La verità sul Burro, un alimento dalle straordinarie proprietà
La verità è invece che il burro è un grasso naturale, ricco fra l’altro di calcio, sali minerali, colesterolo buono (HDL), tocoferoli, carotenoidi e vitamine A, D e E, e che esso rappresenta la frazione più nobile del latte, la quale, come dimostra il caso canadese, è anche la più sensibile alla qualità dell’alimentazione zootecnica. Tanto per avere un’idea di quanto quest’ultima sia importante, si pensi per esempio al caso dell’americana Animal Farm, una piccola azienda del Vermont che alleva le proprie vacche allo stato brado e le alimenta con essenze vegetali di pregio, che le permettono di commercializzare tutto il burro che riesce a produrre ad un prezzo di oltre 130$/kg.

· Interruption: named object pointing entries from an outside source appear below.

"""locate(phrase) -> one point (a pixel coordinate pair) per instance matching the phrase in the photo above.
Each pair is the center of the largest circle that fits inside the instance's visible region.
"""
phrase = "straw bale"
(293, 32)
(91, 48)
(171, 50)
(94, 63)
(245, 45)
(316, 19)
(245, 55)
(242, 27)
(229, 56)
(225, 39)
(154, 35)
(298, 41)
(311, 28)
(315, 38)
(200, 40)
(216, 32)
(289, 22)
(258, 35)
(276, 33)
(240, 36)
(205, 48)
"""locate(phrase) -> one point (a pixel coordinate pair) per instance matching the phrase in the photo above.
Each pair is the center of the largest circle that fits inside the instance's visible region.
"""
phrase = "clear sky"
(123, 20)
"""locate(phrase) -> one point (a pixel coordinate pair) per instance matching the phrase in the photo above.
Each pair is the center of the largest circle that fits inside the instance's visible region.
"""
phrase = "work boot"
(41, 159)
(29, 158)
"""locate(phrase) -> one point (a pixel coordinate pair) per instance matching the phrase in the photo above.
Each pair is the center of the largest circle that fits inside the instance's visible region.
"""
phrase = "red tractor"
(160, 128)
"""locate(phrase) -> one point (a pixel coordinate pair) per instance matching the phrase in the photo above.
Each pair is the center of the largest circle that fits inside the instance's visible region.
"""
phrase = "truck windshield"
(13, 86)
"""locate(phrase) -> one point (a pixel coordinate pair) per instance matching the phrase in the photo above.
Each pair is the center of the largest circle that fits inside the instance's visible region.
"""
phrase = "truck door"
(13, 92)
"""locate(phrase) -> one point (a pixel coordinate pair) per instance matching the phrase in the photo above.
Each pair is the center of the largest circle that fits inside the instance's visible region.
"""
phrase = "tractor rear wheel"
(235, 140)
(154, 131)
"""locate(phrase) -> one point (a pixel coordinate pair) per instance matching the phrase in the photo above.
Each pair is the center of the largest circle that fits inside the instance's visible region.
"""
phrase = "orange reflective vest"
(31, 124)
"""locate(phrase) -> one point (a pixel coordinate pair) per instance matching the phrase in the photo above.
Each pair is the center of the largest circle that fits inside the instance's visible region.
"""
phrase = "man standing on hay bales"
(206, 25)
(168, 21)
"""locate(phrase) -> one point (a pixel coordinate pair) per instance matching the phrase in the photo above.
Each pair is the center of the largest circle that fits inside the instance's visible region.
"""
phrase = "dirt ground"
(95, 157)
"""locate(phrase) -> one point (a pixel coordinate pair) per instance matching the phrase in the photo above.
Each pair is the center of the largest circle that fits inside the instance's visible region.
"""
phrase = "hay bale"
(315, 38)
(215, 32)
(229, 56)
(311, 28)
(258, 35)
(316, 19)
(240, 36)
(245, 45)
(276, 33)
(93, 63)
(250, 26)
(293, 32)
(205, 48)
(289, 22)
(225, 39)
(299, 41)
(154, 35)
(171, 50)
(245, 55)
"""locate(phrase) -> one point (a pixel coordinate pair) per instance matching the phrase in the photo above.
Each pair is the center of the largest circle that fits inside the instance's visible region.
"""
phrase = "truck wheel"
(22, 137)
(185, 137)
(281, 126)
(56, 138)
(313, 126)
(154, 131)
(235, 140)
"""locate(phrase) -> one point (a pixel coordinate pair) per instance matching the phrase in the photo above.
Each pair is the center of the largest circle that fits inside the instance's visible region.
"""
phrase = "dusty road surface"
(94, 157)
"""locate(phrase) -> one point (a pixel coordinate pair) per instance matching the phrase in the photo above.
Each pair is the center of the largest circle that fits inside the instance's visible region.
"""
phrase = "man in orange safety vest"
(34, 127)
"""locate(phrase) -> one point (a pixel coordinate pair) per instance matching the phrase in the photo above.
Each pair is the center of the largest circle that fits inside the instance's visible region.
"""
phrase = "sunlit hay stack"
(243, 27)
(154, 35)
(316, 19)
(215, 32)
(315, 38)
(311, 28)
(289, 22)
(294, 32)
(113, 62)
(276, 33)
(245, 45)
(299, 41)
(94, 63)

Gli ultimi dati sul consumo italiano di burro mostrano tuttavia segnali positivi, sia sul fronte dei consumi, con un incremento del 12,5%, sia su quello dell’offerta, grazie al crescente numero di aziende che hanno iniziato a presentare sul mercato prodotti realmente di qualità, ottenuti per centrifugazione del latte fresco.

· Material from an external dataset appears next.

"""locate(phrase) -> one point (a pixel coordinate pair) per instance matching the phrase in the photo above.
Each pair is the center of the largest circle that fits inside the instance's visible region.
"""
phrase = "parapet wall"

Aumenta anche la voglia di conoscere meglio questo prodotto, come dimostra per esempio l’interesse crescente verso l’uso in cucina del burro chiarificato, nel quale l’eliminazione della parte acquosa per evaporazione e quella delle caseine e del lattosio residui per filtrazione consente di innalzare il punto di fumo fino a 200°C: è per questa ragione che una cotoletta alla milanese è molto più buona e la panatura risulta più croccante quando la cotoletta viene fritta in burro chiarificato, o che una salsa bernese, una pasta frolla o una torta risultano più soffici quando vengono realizzate con questa che non è altro che la pura e semplice frazione grassa del burro.
Un'altra variante che inizia ad essere utilizzata con una certa frequenza anche da noi è il burro salato, prodotto da sempre molto diffuso nel Nord Europa e soprattutto in Bretagna e in Normandia, dove in una versione leggermente fermentata ottenne persino il riconoscimento della DOP come Burro di Isigny e dove il maître chocolatier Henry Le Roux, aggiungendo caramello e frutta secca al burro salato, creò nel 1977 il Caramello al Burro Salato, divenuto oggi talmente famoso da essere commercializzato semplicemente con il marchio CBS®.